Roasted Butternut Squash Salad with Bacon, Escarole and Pickled Figs

Rich autumnal flavors make it the perfect salad to accompany any dinner or as a light supper on its own. It’s one of our Thanksgiving table staples!

Roasted Butternut Squash Salad with Bacon, Escarole and Pickled Figs

Serves 4-8
Prep time 10 minutes
Cook time 50 minutes
Total time 1 hour
Allergy Milk
Dietary Gluten Free, Vegetarian
Meal type Main Dish, Salad, Side Dish
Misc Gourmet
Occasion Casual Party, Thanksgiving
By author Chef Eric Lundy

Ingredients

  • 2-3 cups butternut squash or pumpkin (peeled and chopped into bite sized pieces)
  • 1 red onion (roughly chopped)
  • 6 thick slices best bacon (we like applewood smoked) (cut into 1” pieces)
  • 3 tablespoons Ratto’s extra-virgin olive oil
  • 1.5 teaspoons good salt (like Bitterman’s Fleur de Sel) (plus more to finish and freshly ground black pepper, to taste)
  • 2-3 sprigs fresh rosemary
  • 1 tablespoon Don Bruno Sherry vinegar (available at Ratto's)
  • 1 9 oz jar Boat Street Pickled Figs (available at Ratto's)
  • 1 tablespoon coarse grain mustard
  • 1 head escarole (washed and roughly chopped)
  • 1-2 tablespoon Ranise Extra-Virgin Lemon Olive Oil (available at Ratto's)
  • .5 cup toasted pepitas (divided)
  • Parmesan (Parmigiano-Reggiano or Argentine Reggianito) (divided)

Directions

Step 1
Preheat oven to 400 degrees
Step 2
Line a rimmed baking sheet with parchment or foil.
Step 3
Place the squash, red onion and bacon on the sheet and toss with the olive oil and then season with salt and pepper.
Step 4
Toss the rosemary sprigs on top and place in center of preheated oven.
Step 5
Roast for 35-40 minutes until the squash is golden browned on the edges and fork tender, make sure to toss a few times during cooking.
Step 6
Remove from oven and deglaze pan with vinegar.

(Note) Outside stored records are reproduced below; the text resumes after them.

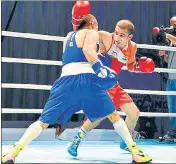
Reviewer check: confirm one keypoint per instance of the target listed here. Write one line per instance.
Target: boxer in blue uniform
(83, 84)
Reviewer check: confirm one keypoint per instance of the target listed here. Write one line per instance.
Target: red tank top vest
(119, 57)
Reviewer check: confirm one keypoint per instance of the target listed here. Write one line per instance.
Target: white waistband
(76, 68)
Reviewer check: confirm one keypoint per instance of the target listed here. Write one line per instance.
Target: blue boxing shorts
(70, 94)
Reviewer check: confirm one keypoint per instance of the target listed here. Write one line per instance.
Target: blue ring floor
(91, 152)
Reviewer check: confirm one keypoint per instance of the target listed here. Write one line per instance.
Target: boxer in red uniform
(121, 51)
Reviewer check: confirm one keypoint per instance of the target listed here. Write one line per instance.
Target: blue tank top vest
(72, 53)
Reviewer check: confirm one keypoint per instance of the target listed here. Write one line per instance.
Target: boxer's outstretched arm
(89, 46)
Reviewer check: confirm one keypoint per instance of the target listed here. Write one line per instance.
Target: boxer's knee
(131, 110)
(114, 117)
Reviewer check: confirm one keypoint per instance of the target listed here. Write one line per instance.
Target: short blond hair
(126, 24)
(87, 21)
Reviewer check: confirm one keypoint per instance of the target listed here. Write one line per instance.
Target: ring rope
(48, 87)
(143, 114)
(59, 63)
(58, 38)
(47, 62)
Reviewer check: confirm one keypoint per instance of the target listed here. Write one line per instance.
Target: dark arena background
(53, 18)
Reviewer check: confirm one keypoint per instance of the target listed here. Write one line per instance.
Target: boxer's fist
(107, 78)
(146, 65)
(79, 9)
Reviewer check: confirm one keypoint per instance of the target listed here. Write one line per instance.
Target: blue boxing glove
(107, 77)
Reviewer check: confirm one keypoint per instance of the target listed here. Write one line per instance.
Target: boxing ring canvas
(91, 152)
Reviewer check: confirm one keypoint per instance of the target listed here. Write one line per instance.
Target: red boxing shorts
(119, 96)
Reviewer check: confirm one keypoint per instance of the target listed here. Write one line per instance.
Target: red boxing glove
(79, 9)
(145, 65)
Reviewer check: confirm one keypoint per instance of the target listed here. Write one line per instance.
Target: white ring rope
(58, 38)
(144, 114)
(49, 62)
(59, 63)
(48, 87)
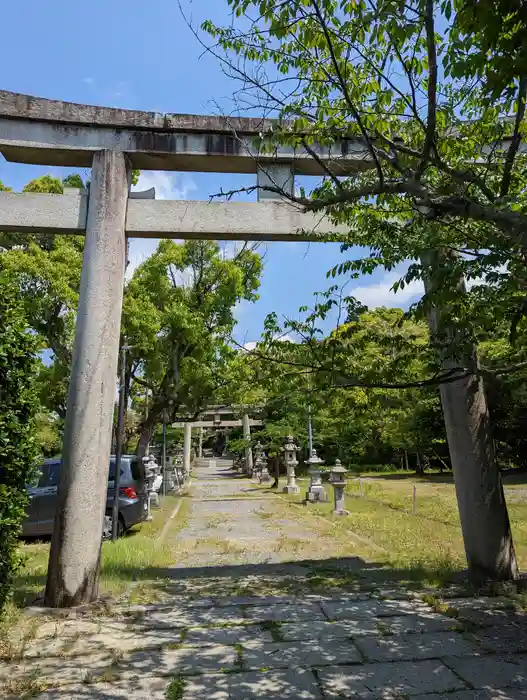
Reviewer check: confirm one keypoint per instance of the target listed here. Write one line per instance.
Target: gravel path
(260, 605)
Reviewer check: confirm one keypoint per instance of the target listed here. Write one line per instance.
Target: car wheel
(107, 527)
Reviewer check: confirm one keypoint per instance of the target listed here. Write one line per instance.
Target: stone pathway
(247, 612)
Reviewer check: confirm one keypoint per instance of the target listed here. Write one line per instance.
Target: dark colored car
(44, 497)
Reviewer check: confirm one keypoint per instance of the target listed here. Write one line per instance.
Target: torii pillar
(76, 543)
(187, 444)
(248, 449)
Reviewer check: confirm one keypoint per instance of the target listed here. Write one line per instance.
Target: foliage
(177, 318)
(430, 95)
(18, 449)
(345, 377)
(46, 269)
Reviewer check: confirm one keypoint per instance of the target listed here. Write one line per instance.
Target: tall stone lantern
(338, 481)
(258, 460)
(265, 477)
(289, 451)
(316, 491)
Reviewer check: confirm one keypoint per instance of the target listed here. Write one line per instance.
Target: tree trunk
(482, 509)
(479, 490)
(418, 465)
(148, 427)
(75, 553)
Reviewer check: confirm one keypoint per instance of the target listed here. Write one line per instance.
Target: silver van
(43, 498)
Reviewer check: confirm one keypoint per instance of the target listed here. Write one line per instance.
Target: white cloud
(381, 294)
(167, 186)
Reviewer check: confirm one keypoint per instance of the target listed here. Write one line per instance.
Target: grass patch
(426, 547)
(176, 688)
(24, 687)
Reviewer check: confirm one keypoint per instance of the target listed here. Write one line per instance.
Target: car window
(111, 472)
(53, 474)
(136, 469)
(41, 476)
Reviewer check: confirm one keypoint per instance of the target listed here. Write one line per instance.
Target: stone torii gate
(112, 142)
(217, 420)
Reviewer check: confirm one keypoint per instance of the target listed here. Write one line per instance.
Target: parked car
(44, 497)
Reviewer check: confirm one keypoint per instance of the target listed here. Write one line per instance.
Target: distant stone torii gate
(217, 421)
(112, 142)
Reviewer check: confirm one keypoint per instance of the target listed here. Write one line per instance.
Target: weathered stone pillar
(248, 449)
(316, 491)
(74, 562)
(289, 451)
(338, 481)
(187, 445)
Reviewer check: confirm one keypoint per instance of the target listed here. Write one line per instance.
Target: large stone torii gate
(112, 142)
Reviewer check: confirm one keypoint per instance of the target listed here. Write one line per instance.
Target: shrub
(18, 449)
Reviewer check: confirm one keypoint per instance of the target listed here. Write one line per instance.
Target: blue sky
(141, 55)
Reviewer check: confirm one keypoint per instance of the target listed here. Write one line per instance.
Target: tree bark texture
(73, 573)
(483, 512)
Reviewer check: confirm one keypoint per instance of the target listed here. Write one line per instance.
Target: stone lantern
(316, 491)
(338, 481)
(265, 477)
(258, 460)
(289, 451)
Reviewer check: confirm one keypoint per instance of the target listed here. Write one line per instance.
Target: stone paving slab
(485, 611)
(58, 672)
(303, 653)
(429, 645)
(492, 672)
(186, 660)
(299, 684)
(255, 600)
(124, 638)
(507, 694)
(324, 629)
(195, 617)
(388, 680)
(285, 613)
(346, 610)
(146, 688)
(507, 639)
(419, 623)
(210, 636)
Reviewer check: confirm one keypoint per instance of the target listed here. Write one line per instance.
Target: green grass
(427, 546)
(175, 689)
(135, 557)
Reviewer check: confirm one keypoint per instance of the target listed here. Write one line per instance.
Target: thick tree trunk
(479, 490)
(148, 427)
(74, 561)
(482, 509)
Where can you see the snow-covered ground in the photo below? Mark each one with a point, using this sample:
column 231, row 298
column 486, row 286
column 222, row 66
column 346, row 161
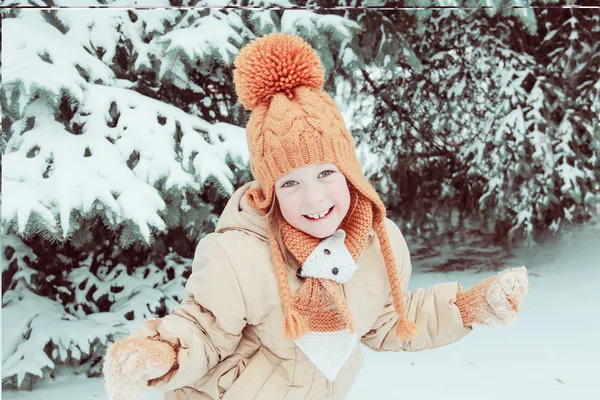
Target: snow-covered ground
column 551, row 352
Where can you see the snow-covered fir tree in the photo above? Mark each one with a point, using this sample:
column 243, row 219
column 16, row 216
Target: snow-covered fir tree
column 122, row 142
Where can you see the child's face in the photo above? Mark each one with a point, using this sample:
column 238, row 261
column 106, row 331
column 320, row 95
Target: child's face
column 307, row 193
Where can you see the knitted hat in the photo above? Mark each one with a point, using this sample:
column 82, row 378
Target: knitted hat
column 294, row 123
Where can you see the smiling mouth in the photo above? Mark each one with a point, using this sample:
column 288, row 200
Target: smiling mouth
column 319, row 216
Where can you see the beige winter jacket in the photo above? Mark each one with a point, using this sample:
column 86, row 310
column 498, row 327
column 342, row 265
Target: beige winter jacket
column 229, row 329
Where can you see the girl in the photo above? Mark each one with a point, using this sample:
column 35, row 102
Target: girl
column 302, row 267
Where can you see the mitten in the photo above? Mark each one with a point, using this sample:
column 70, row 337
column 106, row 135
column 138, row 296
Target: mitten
column 130, row 363
column 494, row 302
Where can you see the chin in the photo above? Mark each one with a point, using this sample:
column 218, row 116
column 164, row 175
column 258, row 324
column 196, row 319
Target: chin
column 322, row 233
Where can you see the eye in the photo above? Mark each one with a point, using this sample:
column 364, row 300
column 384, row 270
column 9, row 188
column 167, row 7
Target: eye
column 289, row 184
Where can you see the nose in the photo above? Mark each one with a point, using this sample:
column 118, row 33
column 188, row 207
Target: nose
column 313, row 194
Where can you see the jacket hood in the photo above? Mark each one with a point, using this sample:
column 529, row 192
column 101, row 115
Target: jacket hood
column 239, row 215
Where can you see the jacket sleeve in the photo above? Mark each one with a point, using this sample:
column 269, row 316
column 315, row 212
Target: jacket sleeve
column 432, row 309
column 207, row 326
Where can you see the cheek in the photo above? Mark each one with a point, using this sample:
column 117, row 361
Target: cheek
column 289, row 208
column 342, row 198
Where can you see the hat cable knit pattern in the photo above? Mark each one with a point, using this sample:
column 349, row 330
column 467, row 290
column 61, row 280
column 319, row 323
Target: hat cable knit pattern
column 294, row 123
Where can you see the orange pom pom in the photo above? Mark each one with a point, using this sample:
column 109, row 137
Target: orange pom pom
column 275, row 63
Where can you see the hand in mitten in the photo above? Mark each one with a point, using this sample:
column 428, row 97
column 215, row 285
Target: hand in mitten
column 130, row 363
column 494, row 302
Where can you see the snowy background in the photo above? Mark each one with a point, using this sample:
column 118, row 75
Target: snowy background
column 122, row 141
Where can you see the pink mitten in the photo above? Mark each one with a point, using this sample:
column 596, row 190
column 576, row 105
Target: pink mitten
column 494, row 302
column 130, row 363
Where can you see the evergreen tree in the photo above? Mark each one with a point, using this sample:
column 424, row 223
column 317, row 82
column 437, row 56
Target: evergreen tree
column 122, row 142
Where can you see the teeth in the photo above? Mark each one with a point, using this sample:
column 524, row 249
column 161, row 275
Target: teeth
column 319, row 215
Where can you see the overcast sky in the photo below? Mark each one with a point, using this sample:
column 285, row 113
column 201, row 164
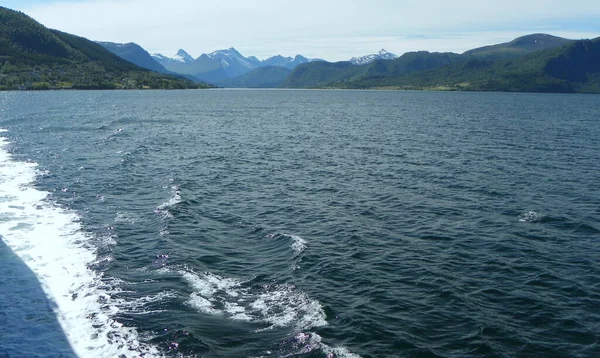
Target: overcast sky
column 328, row 29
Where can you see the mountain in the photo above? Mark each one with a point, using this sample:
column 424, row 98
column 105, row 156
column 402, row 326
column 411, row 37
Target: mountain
column 34, row 57
column 571, row 68
column 135, row 54
column 233, row 62
column 287, row 62
column 381, row 55
column 326, row 74
column 182, row 56
column 219, row 66
column 518, row 47
column 261, row 77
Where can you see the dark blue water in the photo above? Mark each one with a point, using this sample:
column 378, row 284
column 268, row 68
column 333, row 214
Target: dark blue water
column 307, row 223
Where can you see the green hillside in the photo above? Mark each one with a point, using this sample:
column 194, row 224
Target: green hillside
column 135, row 54
column 338, row 74
column 262, row 77
column 34, row 57
column 574, row 67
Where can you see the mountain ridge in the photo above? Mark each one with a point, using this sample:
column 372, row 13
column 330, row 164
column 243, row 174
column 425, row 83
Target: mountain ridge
column 35, row 57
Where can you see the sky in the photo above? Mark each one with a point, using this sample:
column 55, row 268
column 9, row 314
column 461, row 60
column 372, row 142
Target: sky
column 327, row 29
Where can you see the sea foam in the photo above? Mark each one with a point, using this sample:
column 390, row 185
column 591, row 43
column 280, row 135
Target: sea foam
column 52, row 243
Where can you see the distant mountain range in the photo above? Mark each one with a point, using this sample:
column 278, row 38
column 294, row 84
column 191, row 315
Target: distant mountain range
column 220, row 66
column 381, row 55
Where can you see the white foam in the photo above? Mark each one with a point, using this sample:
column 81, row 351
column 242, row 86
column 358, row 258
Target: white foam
column 276, row 305
column 51, row 242
column 299, row 244
column 531, row 216
column 174, row 200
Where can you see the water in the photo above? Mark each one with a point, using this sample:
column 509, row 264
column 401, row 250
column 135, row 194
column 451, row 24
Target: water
column 299, row 224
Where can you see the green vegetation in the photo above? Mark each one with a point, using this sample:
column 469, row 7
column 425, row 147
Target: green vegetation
column 262, row 77
column 344, row 74
column 570, row 68
column 518, row 47
column 135, row 54
column 33, row 57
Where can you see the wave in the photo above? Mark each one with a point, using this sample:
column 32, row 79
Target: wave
column 275, row 305
column 51, row 242
column 174, row 200
column 298, row 245
column 532, row 217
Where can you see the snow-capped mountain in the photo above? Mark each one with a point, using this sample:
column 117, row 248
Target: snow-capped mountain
column 288, row 62
column 222, row 64
column 381, row 55
column 233, row 62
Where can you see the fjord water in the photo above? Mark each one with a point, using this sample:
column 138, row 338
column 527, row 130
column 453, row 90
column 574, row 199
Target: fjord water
column 241, row 223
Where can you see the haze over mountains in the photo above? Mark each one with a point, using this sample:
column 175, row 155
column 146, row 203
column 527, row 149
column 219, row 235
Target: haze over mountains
column 34, row 57
column 222, row 65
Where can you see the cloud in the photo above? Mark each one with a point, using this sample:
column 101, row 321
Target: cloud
column 328, row 29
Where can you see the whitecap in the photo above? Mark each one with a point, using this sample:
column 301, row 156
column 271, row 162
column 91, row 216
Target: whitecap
column 531, row 216
column 51, row 242
column 276, row 305
column 174, row 200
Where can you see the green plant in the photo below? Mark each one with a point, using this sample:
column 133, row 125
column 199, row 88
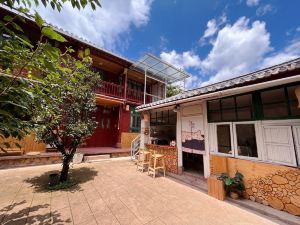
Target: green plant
column 233, row 184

Spoon the pickled figs and mustard over squash mixture and toss to combine.
Step 7
Place the escarole in a large bowl and scrape the squash/fig mixture into the same bowl. Add half of the pepitas and half of the Parmesan and toss all together.
Step 8
Arrange onto a platter or individual serving plates. Drizzle with the lemon evoo, garnish with the remaining pepitas and Parmesan. Season to taste with additional salt and pepper and serve immediately.